For my last Sit-Spot, it was truly a nice one. As I arrived, I sat down, and as I began tuning in to nature, the increasing sound of chittering birds reached my ears. Soon, it got even louder, yet I could see nothing, finally I went back to tuning in, only to look up again and see what felt like billions of birds perching on a naked tree, mimicking a full leafed canopy. All at once they chittered and chattered, in what felt like a bird meeting I was not supposed to be at. After watching for a bit, I went back to looking around and writing, when all sound stopped at once, like a conductor closing his hand signaling the whole orchestra to close. Startled at the blunt lack of sound that was so almost ear shattering before, I looked up to see, like people parachuting off a plane, the birds in groups swooping down to the ground as all was quiet. Soon, as the last swooped down towards the group, they all at once flew up and did their swopping, dipping, and coming back together dance as they danced around. It was truly an amazing thing to witness, and I am glad to have been able to. On to much more normal things, the weather is quite cold today! Temperature wise, I could not say exactly, but picture it cold enough that I, wearing a tank top, a turtleneck, and a tightly woven wool sweater, was still chilled to the bone. The sky was a glorious ombre of the fairest blues, so well seen with the cloudless view.
The sit-spot sessions have most definitely been an interesting experience. Things changed, for the most part, how I expected them to. Interestingly enough, when I first heard of the sit-spot assignment, I was completely and utterly over-joyed! Back home, I literally lived in the woods, spending day and night exploring the towering trees and mysteriously moss clothed hovels. So for an assignment that required me to be tuned into nature was first of all, my expertise, but not only that, familiar. Yet, the first sit-spot, I remember I was so anxious and scared of this new place I found myself in that to sit still for an hour, even as I tried to tune in, was difficult.

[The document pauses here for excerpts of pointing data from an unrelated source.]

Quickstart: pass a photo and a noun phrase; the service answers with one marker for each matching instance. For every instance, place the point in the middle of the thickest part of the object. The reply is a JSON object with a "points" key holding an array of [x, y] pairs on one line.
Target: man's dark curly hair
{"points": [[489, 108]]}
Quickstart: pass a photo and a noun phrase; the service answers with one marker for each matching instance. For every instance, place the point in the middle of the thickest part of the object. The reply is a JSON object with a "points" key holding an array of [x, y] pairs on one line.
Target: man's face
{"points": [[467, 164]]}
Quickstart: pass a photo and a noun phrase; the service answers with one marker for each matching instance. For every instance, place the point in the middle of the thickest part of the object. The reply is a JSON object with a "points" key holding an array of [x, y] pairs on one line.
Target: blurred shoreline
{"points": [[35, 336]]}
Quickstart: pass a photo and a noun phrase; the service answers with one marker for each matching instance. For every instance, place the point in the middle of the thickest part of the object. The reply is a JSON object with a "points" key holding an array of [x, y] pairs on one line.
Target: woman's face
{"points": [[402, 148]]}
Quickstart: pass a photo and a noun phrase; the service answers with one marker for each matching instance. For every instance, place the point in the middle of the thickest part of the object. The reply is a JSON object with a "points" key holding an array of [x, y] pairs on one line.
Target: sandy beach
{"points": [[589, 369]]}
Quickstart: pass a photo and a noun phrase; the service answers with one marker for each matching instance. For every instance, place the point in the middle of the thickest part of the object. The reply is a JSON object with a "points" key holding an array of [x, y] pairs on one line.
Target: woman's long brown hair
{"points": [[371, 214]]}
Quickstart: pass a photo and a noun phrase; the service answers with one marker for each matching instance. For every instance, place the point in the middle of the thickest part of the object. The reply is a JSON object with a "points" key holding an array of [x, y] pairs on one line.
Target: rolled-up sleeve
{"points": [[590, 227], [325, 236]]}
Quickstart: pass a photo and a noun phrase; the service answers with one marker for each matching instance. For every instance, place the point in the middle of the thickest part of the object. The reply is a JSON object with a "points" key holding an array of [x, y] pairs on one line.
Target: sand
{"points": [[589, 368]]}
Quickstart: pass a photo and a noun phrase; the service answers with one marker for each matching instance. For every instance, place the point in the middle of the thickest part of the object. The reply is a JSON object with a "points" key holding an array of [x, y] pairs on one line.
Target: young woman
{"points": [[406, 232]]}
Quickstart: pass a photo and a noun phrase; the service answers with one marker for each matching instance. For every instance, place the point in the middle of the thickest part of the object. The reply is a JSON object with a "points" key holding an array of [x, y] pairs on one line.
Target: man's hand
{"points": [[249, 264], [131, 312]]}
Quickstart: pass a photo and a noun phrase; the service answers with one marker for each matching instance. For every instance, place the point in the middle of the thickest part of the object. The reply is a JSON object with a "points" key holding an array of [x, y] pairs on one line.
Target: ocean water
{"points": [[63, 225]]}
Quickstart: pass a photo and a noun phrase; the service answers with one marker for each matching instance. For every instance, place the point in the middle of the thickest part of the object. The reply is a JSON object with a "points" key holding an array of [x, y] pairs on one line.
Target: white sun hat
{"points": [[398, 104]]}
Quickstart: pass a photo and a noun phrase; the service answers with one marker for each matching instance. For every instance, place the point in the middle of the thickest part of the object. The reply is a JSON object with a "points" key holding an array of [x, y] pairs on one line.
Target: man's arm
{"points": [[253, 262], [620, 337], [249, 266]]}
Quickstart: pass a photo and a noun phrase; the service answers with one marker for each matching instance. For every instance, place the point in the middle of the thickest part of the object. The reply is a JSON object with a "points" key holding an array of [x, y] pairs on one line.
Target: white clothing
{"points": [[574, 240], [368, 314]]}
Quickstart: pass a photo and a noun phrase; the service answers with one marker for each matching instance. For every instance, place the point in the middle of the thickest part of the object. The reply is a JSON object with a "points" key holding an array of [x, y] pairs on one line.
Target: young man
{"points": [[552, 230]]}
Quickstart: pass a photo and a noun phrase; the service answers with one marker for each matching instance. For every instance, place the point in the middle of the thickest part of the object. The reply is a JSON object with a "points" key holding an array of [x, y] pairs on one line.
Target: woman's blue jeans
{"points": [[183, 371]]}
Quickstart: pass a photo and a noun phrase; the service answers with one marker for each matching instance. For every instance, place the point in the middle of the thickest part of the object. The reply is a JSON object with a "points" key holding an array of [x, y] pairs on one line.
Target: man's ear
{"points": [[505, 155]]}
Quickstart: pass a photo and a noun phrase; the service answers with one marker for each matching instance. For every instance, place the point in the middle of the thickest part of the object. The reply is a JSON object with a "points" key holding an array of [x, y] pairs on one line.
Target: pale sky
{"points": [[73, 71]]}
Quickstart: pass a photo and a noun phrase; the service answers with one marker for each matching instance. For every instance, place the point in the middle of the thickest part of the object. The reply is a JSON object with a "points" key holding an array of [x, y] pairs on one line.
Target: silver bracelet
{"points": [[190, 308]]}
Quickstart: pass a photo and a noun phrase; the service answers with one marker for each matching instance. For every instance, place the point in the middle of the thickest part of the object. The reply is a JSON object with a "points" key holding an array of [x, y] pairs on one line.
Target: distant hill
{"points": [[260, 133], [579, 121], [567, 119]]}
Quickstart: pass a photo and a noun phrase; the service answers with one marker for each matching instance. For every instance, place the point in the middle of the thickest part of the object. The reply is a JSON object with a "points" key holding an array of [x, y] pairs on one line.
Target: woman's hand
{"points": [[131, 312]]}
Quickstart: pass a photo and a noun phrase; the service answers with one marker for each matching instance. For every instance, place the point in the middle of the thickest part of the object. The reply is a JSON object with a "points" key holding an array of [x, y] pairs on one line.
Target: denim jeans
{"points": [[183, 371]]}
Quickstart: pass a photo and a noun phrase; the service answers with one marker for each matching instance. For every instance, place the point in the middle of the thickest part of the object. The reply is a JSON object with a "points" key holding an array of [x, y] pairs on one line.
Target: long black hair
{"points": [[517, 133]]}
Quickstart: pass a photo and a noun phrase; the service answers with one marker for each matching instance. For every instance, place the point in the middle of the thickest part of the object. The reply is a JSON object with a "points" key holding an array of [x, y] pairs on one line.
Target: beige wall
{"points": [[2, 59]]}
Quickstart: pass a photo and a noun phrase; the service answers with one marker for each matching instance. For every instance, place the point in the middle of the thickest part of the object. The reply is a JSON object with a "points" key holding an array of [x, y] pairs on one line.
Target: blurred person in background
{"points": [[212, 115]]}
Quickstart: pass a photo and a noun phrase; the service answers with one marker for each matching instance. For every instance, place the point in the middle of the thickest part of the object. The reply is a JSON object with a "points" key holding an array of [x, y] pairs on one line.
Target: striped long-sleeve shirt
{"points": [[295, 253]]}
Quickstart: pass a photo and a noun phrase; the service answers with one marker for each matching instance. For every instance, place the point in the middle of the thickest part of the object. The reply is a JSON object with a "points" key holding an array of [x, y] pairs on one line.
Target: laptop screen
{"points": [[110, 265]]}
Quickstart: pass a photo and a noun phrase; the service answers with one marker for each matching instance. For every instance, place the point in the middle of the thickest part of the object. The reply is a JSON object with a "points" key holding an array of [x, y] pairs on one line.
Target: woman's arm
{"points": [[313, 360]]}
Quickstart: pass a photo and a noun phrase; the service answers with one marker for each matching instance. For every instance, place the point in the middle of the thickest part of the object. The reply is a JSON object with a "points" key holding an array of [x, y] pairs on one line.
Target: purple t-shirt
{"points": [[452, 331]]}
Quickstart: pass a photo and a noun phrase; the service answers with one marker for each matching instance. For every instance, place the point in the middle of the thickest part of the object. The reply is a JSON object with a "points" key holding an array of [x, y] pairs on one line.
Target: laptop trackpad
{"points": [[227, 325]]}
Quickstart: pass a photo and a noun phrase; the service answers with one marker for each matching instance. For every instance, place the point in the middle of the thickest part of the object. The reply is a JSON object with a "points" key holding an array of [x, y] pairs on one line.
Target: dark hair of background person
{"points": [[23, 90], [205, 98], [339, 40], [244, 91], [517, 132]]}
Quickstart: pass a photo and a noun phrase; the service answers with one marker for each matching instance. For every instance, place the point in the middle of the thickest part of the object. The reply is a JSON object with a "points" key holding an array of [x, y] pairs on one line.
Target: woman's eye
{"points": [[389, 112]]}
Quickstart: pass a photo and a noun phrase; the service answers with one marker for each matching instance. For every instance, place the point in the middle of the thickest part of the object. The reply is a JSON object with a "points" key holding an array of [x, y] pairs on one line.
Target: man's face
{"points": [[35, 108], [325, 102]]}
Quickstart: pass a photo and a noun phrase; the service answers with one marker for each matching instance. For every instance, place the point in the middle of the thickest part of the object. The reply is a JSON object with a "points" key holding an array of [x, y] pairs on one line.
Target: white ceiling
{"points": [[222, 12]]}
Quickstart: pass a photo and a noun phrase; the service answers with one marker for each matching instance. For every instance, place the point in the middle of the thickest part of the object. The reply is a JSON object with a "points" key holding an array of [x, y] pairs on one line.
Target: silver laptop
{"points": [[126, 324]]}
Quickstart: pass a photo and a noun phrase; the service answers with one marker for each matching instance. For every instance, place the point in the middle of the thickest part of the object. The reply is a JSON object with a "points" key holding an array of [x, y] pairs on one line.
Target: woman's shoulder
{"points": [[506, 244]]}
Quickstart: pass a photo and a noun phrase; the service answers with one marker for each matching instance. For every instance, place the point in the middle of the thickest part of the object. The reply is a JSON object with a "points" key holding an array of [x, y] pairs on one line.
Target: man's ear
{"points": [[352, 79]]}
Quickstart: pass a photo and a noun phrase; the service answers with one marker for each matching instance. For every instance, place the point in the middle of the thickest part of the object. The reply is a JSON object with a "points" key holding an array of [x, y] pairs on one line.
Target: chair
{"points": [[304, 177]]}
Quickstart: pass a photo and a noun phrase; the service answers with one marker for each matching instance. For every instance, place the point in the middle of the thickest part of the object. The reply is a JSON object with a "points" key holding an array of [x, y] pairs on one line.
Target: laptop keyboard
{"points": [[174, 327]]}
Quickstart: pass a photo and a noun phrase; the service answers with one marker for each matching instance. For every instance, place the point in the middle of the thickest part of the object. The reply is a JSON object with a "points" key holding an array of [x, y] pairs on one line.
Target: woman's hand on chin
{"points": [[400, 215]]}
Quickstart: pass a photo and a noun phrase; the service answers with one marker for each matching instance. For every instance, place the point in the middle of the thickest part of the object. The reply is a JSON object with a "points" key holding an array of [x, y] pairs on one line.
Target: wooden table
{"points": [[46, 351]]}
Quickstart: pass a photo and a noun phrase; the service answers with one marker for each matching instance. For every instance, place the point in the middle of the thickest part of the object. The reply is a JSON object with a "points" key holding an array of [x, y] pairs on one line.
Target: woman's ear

It was not a good first experience. Yet, as my days got busier and work became more time consuming, I started to see the sit-spots as a solace, and I began to rely on them. So honestly, It has been an experience, I am glad for.
In a year, If I look back on all my sit-spot sessions, the thing I’d remember the most…. Hmmm.. let me think…It’s been a long day. Ah! Yes! It would have to be the most simplest of times: My last sit-spot, that I did on November 4th; that evening was special to me. I remember the wind was blowing to mysteriously and powerfully, and the sun was setting so magically. It was the first time I truly felt at peace, wholly and completely, since coming here. It is an experience I won’t allow myself to forget.